TERÖR DOSYALARI DÜŞER Mİ?
Bir başka tartışma alanı da yargılaması devam eden dosyaların durumu. Böyle bir şeyin olması mümkün değil. Zira suçun işlendiği dönemde terör örgütü olan bir yapı ve işlediği suçlar var. Ceza mahkemeleri suçluluğu tespit etmek durumunda. Mahkemelerin "örgüt kendini feshettiği için faile ceza verilmeyecektir" türünde bir karar vermesi mümkün değil! Ancak burada uygulanacak bir madde var.
ETKİN PİŞMANLIK...
Türk Ceza Kanunu m.211'i bu süreçte çok duyacağız. Buna göre çeşitli cezasızlık halleri mümkün.

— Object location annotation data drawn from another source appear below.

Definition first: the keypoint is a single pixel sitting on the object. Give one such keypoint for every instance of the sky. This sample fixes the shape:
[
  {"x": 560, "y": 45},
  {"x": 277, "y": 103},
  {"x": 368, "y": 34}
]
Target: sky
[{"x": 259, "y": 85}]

Özellikle "Suç işlemek amacıyla örgüt kuran, yöneten veya örgüte üye olan ya da üye olmamakla birlikte örgüt adına suç işleyen veya örgüte bilerek ve isteyerek yardım eden kişinin, gönüllü olarak teslim olup, örgütün yapısı ve faaliyeti çerçevesinde işlenen suçlarla ilgili bilgi vermesi halinde, hakkında örgüt kurmak, yönetmek veya örgüte üye olmak suçundan dolayı cezaya hükmolunmaz. Kişinin bu bilgileri yakalandıktan sonra vermesi halinde, hakkında bu suçtan dolayı verilecek cezada üçte birden dörtte üçe kadar indirim yapılır." şeklindeki düzenleme önem arz ediyor.
MEVCUT HAL YETERLİ ŞİMDİLİK
İlk kez bir örgüt kendini feshediyor. Buna dair bir hukuki rejimin olmaması doğal. Bu aşamada bir düzenlemeye de gerek yok aslında. Sadece mevcut hükümlerin duruma tatbik edilmesi kâfi. Bir düzenleme olacaksa tüm risklerin analiz edilmesinden sonra tartışılması gerekiyor meselenin. Henüz erken ve eldeki mevzuat yeterli...
15 TEMMUZ'UN ÖNEMİ
15 Temmuz da çok önemli dönemeçtir Türkiye için. Ancak son günlerdeki gelişmelere de bakan bir yönü var. PKK'nın kendini feshine giden süreçte en önemli evrelerden biri FETÖ'nün bitirilmesiydi. Zira güvenlik birimleri içindeki öbek Türkiye'nin kararlı adımlarına sekte oluyordu. FETÖ zayıfladı belki ama bitmedi. Bu aralar firari üyeler tazminatlardan para kazanmaya devam ediyor.
FETÖ'NÜN TAZMİNAT AVCILARI
FETÖ'den yargılanıp ceza almış ama firar etmiş kimselerin "tazminat alabildiği" bir sistem var. Kendisi Türk Hukukundan kaçarken hukuku bir biçimde kullanarak tazminat kazanıyor. Bunu gayet bilinçli biçimde yapıyorlar. Bilerek insanların sinirlenip tepki göstereceği içerikleri yayıp sonra da tazminat davaları açabiliyorlar. Bu konuda çözümün vekalet kısıtlaması ile sağlanması da mümkün. Hatta kişinin teslim olması veya yakalanmasına kadar açılan tazminat davalarının durmasını sağlamak da gerekiyor. Tabi bu halde zamanaşımı işlemeye de devam etmeli. Bu durum sadece FETÖ için değil tüm kaçaklar için geçerli olmalı. Hem hukuktan kaçıp hem hukuk üzerinden itibarını nakite dönüştürmek... Oh ne güzel iş!